I was down London way on that evening as Ingrid, my wife who’s the Estate Purchasing Agent and our Steward, had business with a company doing extremely low impact river based hydro power that we hoped would give us more electricity at an affordable cost. (It was promising but they were five years out from selling the units, though we did end up as one of the test sites.) Neither of us is Irish but the Pub was near our hotel and it raining too steadily to venture far that night.
I lied earlier — they were truly shitty. And as drunk as the crowd was to boot, which was no mean feat. We stayed for a few minutes, got back to our hotel before the rain really came down, and traded stories for several hours with the Dublin-born and raised barkeep, who made a rather excellent Irish coffee.
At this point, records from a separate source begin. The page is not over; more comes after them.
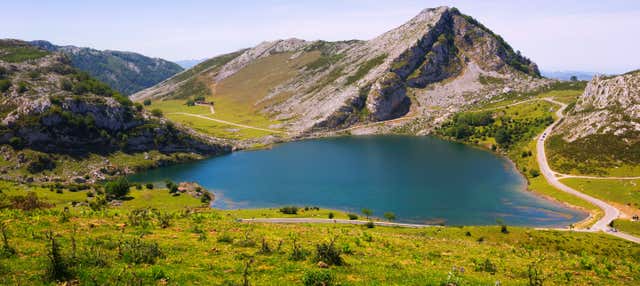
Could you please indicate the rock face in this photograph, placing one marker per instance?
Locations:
(47, 105)
(609, 105)
(125, 72)
(429, 67)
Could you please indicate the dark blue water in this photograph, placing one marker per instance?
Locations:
(420, 179)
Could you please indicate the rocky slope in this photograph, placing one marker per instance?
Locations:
(125, 72)
(48, 106)
(438, 62)
(609, 105)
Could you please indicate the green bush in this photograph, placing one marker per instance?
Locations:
(318, 278)
(117, 189)
(16, 142)
(156, 112)
(289, 210)
(328, 253)
(5, 84)
(137, 251)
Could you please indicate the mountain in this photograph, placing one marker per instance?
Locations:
(49, 109)
(566, 75)
(602, 129)
(438, 62)
(125, 72)
(186, 64)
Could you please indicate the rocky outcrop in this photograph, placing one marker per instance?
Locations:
(429, 67)
(125, 72)
(49, 106)
(609, 105)
(388, 98)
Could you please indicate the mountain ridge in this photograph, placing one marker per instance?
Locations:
(441, 59)
(127, 72)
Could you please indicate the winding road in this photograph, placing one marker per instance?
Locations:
(610, 212)
(228, 122)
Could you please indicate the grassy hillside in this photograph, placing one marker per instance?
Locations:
(127, 245)
(236, 99)
(125, 72)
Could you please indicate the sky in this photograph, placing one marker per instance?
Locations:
(596, 36)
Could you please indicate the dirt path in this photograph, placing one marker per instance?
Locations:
(334, 221)
(610, 212)
(227, 122)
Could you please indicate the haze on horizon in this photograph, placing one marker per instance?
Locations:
(557, 35)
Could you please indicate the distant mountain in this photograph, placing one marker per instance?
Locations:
(439, 61)
(186, 64)
(50, 107)
(125, 72)
(602, 130)
(566, 75)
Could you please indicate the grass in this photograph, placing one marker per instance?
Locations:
(15, 53)
(624, 193)
(238, 98)
(519, 150)
(206, 246)
(627, 226)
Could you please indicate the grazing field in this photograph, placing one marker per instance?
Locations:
(238, 99)
(624, 193)
(133, 246)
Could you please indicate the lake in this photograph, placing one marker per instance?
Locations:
(420, 179)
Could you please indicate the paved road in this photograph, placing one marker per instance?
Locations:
(610, 212)
(227, 122)
(333, 221)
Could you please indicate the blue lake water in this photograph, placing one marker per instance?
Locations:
(420, 179)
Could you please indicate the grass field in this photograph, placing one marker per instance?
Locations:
(119, 246)
(240, 98)
(624, 193)
(523, 151)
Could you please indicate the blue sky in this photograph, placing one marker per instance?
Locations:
(600, 36)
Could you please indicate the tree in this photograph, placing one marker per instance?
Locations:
(390, 216)
(367, 212)
(117, 189)
(156, 112)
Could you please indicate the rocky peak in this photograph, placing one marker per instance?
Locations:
(609, 105)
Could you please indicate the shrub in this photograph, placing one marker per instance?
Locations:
(5, 84)
(289, 210)
(7, 250)
(22, 87)
(137, 251)
(41, 163)
(16, 142)
(28, 202)
(58, 266)
(390, 216)
(297, 252)
(156, 112)
(318, 278)
(367, 212)
(329, 254)
(534, 173)
(117, 189)
(225, 238)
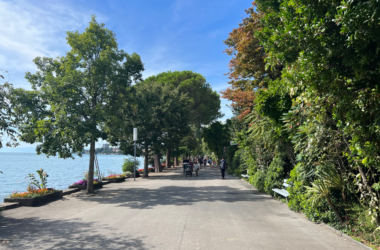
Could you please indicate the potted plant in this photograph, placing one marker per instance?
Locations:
(37, 192)
(128, 167)
(82, 184)
(115, 178)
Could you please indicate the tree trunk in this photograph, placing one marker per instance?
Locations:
(335, 211)
(146, 158)
(157, 164)
(90, 175)
(168, 152)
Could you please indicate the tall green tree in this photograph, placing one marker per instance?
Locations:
(77, 92)
(8, 122)
(156, 110)
(204, 104)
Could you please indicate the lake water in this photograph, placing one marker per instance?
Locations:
(62, 172)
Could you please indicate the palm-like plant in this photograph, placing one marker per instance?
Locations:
(321, 189)
(334, 180)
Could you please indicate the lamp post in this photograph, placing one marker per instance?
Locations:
(134, 139)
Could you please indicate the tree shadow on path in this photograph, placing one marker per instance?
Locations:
(144, 198)
(37, 233)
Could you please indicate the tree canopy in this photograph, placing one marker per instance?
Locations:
(76, 92)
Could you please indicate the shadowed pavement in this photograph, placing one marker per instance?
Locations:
(167, 211)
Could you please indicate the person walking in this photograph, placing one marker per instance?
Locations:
(223, 166)
(184, 165)
(200, 162)
(196, 168)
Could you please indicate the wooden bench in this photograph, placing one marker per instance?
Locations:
(283, 192)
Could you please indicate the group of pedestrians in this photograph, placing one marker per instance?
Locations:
(196, 163)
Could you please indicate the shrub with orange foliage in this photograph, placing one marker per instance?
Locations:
(247, 72)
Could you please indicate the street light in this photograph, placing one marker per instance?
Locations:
(134, 139)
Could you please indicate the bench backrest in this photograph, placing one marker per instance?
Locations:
(286, 185)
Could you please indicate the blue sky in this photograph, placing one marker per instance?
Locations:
(168, 35)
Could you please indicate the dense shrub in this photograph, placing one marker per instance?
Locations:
(275, 174)
(258, 180)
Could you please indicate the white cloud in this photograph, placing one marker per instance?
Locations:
(28, 31)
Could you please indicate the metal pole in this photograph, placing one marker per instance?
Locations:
(134, 169)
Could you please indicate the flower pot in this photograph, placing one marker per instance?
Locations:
(114, 180)
(31, 202)
(84, 187)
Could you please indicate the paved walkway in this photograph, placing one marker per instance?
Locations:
(167, 211)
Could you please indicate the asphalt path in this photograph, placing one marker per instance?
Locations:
(167, 211)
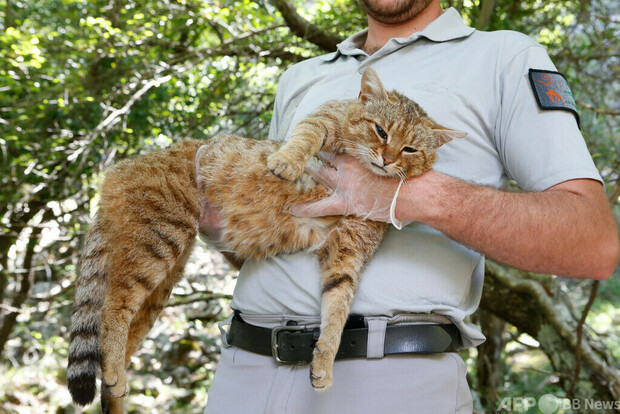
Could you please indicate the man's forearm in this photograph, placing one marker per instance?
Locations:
(567, 230)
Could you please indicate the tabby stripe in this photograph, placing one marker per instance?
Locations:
(145, 282)
(94, 254)
(331, 284)
(89, 304)
(171, 243)
(153, 251)
(78, 357)
(183, 199)
(85, 332)
(87, 277)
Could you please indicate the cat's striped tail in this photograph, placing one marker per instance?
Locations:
(85, 328)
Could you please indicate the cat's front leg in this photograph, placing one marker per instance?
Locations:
(307, 139)
(285, 165)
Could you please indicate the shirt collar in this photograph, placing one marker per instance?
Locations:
(448, 26)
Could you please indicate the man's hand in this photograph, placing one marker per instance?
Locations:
(356, 191)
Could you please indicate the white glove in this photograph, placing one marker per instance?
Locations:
(356, 191)
(210, 222)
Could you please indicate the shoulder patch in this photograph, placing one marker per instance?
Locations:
(552, 91)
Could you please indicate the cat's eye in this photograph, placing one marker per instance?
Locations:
(381, 132)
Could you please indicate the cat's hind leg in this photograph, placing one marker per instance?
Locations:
(134, 275)
(141, 324)
(346, 251)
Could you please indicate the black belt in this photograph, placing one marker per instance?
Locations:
(292, 344)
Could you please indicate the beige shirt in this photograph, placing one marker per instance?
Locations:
(466, 80)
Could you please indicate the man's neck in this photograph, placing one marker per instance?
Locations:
(380, 33)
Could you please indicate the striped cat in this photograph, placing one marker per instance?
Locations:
(150, 206)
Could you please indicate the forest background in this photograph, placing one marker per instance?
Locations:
(84, 84)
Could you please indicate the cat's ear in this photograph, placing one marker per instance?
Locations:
(372, 88)
(443, 135)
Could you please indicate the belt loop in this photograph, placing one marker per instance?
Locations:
(223, 332)
(376, 338)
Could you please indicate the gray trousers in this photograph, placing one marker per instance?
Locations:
(249, 383)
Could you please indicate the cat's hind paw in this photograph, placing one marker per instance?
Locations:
(321, 370)
(115, 382)
(279, 164)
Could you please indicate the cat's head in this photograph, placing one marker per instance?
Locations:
(391, 134)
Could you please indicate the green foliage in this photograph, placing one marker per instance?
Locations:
(85, 83)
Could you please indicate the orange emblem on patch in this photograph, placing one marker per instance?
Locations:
(554, 96)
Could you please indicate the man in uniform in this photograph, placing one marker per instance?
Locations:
(504, 91)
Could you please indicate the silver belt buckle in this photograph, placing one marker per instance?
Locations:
(274, 343)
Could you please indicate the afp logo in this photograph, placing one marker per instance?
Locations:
(547, 404)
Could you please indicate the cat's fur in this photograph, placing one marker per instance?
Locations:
(150, 206)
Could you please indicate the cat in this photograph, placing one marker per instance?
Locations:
(150, 206)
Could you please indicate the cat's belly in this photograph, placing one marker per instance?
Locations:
(254, 203)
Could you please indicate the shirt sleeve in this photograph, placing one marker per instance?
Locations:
(538, 147)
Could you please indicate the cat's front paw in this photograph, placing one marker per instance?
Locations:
(284, 167)
(115, 382)
(321, 370)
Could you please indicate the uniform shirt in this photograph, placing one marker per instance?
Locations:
(468, 80)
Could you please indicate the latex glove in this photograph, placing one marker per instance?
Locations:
(209, 226)
(356, 191)
(210, 222)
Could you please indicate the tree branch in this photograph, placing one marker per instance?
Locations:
(306, 30)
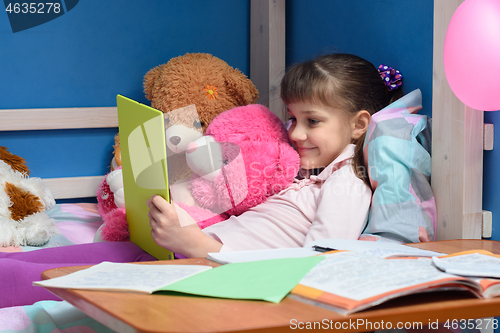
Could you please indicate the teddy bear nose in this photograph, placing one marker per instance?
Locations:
(175, 140)
(192, 146)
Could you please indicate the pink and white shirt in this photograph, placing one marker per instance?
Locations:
(333, 204)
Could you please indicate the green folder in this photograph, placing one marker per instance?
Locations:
(144, 168)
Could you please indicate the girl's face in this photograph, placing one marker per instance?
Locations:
(319, 133)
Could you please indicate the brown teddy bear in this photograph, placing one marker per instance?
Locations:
(23, 201)
(194, 80)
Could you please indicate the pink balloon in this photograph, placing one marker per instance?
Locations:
(472, 54)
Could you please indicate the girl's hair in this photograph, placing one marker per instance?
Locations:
(344, 81)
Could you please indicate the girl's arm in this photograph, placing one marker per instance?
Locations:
(343, 207)
(170, 233)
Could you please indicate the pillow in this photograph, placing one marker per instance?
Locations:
(397, 153)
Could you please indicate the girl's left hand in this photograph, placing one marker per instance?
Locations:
(181, 236)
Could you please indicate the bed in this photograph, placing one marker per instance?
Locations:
(77, 222)
(456, 181)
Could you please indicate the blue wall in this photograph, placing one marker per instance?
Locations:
(391, 32)
(95, 51)
(102, 48)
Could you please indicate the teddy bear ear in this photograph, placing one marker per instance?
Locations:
(17, 163)
(241, 87)
(149, 81)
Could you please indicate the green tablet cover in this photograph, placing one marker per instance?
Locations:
(144, 168)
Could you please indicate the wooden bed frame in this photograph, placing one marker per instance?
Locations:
(56, 119)
(457, 143)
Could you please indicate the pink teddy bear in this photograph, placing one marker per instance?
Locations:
(244, 158)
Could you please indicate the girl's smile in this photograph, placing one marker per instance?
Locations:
(319, 133)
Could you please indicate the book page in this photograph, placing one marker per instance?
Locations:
(359, 277)
(123, 276)
(376, 249)
(473, 264)
(254, 255)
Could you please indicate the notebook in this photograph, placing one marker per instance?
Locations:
(144, 168)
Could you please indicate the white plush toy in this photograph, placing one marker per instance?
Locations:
(23, 202)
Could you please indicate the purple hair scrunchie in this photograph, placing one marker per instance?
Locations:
(392, 78)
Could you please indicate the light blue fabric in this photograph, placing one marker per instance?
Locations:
(397, 154)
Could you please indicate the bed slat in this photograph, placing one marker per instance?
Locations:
(67, 118)
(73, 187)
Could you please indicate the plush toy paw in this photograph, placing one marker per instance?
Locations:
(111, 207)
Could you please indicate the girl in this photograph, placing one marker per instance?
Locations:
(330, 101)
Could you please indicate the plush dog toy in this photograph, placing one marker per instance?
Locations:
(23, 202)
(198, 79)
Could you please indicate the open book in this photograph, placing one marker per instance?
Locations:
(348, 282)
(269, 280)
(377, 249)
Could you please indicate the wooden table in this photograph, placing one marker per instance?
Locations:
(128, 312)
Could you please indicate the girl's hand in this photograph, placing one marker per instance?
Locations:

Now it is possible to combine Celtic and metal successfully, though it rarely gets done. If you care to hear two bands taking a piss while doing so, go find Thin Lizzy, the Irish rockers from the Seventies, playing ‘Whiskey in a Jar’ — not bad at all despite Phil Lynott’s truly shitty voice, but far better is Metallica’s cover, which features the ballsy voice of James Hetfield. And the best blending of rock music with Irish traditional music is most everything done by the Irish group Horslips.
Now I must leave you, as I want to listen as the Neverending Session play the John Playford composition, ‘Drive the Cold Winter Away’, which was done by Horslips here.